Nach Kriegsende arbeiteten Sänger und Bredt für die französische Regierung und gründeten 1949 die Fédération Astronautique. Während seines Aufenthalts in Frankreich wurde Sänger von sowjetischen Agenten vergeblich versucht, ihn für sich zu gewinnen. Josef Stalin war von Berichten über die Silbervogel-Konstruktion fasziniert und schickte seinen Sohn Wassili und den Wissenschaftler Grigori Tokaty, um Sänger und Bredt zu entführen und in die UdSSR zu bringen. Als dieser Plan scheiterte, gründete Mstislav Vsevolodovich Keldysh 1946 ein neues Konstruktionsbüro, um die Idee zu erforschen. Es wurde eine neue Version entwickelt, die mit Staustrahltriebwerken anstelle eines Raketentriebwerks angetrieben wurde, die gewöhnlich als Keldysh-Bomber bekannt ist, aber nicht produziert wurde. Der Entwurf bildete die Grundlage für eine Reihe weiterer Marschflugkörperentwürfe bis in die frühen 1960er Jahre, von denen jedoch keiner produziert wurde.

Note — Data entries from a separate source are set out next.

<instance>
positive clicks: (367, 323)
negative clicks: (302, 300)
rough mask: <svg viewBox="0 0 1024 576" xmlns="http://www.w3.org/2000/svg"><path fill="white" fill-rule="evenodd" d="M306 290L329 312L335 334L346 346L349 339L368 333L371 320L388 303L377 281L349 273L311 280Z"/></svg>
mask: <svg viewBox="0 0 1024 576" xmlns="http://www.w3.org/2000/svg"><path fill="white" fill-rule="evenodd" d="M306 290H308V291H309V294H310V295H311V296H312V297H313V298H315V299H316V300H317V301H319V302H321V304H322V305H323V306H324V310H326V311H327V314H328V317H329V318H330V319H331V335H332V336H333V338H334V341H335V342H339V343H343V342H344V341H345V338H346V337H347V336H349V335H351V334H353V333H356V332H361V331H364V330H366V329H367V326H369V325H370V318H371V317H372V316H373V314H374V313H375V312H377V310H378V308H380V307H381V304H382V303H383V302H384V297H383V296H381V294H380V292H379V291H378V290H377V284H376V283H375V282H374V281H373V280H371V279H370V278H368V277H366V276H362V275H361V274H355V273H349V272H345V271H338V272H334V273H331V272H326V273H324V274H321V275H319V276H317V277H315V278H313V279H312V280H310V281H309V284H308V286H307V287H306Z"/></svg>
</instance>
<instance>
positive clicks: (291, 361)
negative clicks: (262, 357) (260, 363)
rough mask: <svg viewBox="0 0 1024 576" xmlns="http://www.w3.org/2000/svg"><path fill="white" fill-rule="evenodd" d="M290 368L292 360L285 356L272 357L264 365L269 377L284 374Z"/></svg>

In den USA sollte ein ähnliches Projekt, die X-20 Dyna-Soar, mit einer Titan II-Trägerrakete gestartet werden. Als die Aufgabe der bemannten Raumfahrt auf die NASA überging und man glaubte, dass unbemannte Aufklärungssatelliten alle erforderlichen Aufgaben erfüllen könnten, zog sich die US-Luftwaffe allmählich aus der bemannten Raumfahrt zurück, und Dyna-Soar wurde eingestellt.

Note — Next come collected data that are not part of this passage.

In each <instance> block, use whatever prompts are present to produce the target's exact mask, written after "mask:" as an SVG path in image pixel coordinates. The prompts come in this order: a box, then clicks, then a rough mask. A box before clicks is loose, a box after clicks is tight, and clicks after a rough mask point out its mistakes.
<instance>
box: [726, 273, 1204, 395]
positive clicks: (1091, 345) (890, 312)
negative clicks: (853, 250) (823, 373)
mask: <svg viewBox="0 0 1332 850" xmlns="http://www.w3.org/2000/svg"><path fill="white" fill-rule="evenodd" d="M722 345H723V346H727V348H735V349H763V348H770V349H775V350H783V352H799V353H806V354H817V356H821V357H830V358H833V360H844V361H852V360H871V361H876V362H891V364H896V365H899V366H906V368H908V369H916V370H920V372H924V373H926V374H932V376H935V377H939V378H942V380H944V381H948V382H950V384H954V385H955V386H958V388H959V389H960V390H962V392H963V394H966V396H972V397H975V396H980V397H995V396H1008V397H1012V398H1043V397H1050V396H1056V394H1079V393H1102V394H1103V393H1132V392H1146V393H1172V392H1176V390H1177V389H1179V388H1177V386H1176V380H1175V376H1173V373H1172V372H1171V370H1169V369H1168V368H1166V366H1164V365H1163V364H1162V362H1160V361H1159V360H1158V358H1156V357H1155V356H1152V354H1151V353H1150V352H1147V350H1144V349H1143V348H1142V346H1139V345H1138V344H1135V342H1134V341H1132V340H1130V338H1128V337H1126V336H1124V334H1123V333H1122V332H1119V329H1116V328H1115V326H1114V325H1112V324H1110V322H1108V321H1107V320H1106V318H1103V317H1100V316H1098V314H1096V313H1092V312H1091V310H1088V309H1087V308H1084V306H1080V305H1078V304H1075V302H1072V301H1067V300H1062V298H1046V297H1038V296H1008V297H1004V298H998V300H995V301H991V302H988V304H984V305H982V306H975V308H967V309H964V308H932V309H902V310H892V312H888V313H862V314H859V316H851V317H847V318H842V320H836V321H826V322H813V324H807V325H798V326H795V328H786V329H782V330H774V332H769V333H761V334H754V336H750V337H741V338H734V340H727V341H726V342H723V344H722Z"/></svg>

Ein bleibendes Vermächtnis der Silverbird-Konstruktion ist das "Regenerativ-Kühl-Regenerativ-Triebwerk", bei dem Treibstoff oder Oxidationsmittel in Rohren um die Triebwerksglocke herum geleitet wird, um die Glocke zu kühlen und die Flüssigkeit unter Druck zu setzen. Fast alle modernen Raketentriebwerke verwenden eine ähnliche Konstruktion.

Ein letztes verbliebenes Element des Silbervogel-Entwurfs ist der „regenerierende Motor“, bei dem der Treibstoff oder der Oxidierer in Rohren um die Brennkammer und Schubdüse geleitet wird, um zum einen diese Teile zu kühlen und zum anderen den Treibstoff aufzuwärmen. Fast alle modernen Flüssigkeitsraketenantriebe nutzen dieses Design. Einige Quellen bezeichnen dieses Design immer noch als Sänger-Bredt-Design.

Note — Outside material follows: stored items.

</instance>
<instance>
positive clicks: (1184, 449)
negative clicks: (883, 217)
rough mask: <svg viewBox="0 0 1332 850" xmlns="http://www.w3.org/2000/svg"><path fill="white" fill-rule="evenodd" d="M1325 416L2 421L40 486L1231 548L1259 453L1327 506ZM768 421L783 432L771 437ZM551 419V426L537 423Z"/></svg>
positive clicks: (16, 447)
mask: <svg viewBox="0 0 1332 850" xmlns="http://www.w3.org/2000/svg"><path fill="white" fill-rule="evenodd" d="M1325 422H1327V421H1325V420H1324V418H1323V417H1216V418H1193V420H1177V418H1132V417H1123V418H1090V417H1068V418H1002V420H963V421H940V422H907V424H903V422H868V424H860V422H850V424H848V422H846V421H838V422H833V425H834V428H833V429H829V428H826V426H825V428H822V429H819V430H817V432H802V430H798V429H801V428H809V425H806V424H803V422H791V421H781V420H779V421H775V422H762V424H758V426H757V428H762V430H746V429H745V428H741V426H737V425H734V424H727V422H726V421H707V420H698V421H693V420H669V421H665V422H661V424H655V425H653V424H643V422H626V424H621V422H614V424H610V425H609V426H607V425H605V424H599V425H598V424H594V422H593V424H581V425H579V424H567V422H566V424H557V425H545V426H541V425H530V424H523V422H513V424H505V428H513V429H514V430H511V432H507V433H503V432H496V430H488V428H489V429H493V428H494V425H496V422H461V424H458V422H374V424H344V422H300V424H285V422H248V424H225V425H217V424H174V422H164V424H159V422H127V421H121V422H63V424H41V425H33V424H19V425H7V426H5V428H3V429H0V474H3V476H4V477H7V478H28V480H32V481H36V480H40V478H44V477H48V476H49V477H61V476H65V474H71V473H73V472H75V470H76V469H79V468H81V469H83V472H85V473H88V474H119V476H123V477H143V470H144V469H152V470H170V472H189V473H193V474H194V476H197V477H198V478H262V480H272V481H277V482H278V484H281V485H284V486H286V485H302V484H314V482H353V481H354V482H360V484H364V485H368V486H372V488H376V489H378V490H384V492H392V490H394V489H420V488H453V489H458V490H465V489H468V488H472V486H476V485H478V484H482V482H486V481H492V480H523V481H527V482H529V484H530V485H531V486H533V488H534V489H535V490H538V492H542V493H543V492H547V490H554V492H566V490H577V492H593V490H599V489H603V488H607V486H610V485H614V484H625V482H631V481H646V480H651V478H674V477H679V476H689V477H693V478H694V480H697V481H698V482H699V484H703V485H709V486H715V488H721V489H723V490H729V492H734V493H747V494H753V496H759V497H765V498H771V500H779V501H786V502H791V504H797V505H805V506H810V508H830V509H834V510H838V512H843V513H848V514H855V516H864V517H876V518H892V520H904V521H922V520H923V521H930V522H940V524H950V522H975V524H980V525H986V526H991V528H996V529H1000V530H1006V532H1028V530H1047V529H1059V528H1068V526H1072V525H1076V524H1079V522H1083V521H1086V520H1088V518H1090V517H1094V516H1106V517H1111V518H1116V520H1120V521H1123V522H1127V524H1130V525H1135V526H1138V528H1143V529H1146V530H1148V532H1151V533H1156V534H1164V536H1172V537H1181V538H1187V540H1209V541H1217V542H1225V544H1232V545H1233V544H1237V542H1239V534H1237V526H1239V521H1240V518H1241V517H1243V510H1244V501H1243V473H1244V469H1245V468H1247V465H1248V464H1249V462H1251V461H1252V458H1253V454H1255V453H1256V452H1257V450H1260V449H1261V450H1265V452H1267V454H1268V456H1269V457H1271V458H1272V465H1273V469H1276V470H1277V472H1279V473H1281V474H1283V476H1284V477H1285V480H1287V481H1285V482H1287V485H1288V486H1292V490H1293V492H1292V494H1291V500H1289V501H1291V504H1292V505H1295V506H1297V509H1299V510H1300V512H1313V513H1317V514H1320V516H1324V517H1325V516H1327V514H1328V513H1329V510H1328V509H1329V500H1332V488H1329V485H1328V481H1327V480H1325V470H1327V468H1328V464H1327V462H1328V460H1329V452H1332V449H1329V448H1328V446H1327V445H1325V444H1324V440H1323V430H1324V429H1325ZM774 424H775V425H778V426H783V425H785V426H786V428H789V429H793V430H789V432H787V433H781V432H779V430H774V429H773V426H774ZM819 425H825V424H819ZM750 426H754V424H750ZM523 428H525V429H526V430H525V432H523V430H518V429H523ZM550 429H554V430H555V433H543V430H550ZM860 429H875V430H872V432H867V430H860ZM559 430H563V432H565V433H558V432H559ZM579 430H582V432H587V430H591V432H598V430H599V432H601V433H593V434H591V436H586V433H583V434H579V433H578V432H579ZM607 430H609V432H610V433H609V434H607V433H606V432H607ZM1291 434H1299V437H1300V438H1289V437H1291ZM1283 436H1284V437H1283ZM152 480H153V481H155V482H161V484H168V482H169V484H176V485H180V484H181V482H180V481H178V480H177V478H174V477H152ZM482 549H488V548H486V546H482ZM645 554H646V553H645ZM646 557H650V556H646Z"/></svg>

Sänger (Raumtransportsystem)

Am 18. Oktober 1985 begann Messerschmitt-Bölkow-Blohm (MBB) mit der erneuten Untersuchung des Raumflugzeugs Sänger, das nun ein "Huckepack"-Konzept für den horizontalen Start von zwei Etappen in die Umlaufbahn ist.

Bezeichnung

Der Entwurf wird manchmal als „Amerika-Bomber“ bezeichnet, obwohl er nur einer der Entwürfe für diese Mission war. Als Walter Dornberger nach dem Zweiten Weltkrieg in den USA versuchte, militärisches Interesse an Raumschiffen zu wecken, wählte er die diplomatische Bezeichnung antipodal bomber (Antipoden-Bomber von griechisch Antipode, womit der einem beliebigen Punkt auf der Erdoberfläche auf der anderen Seite gegenüberliegende Punkt gemeint ist).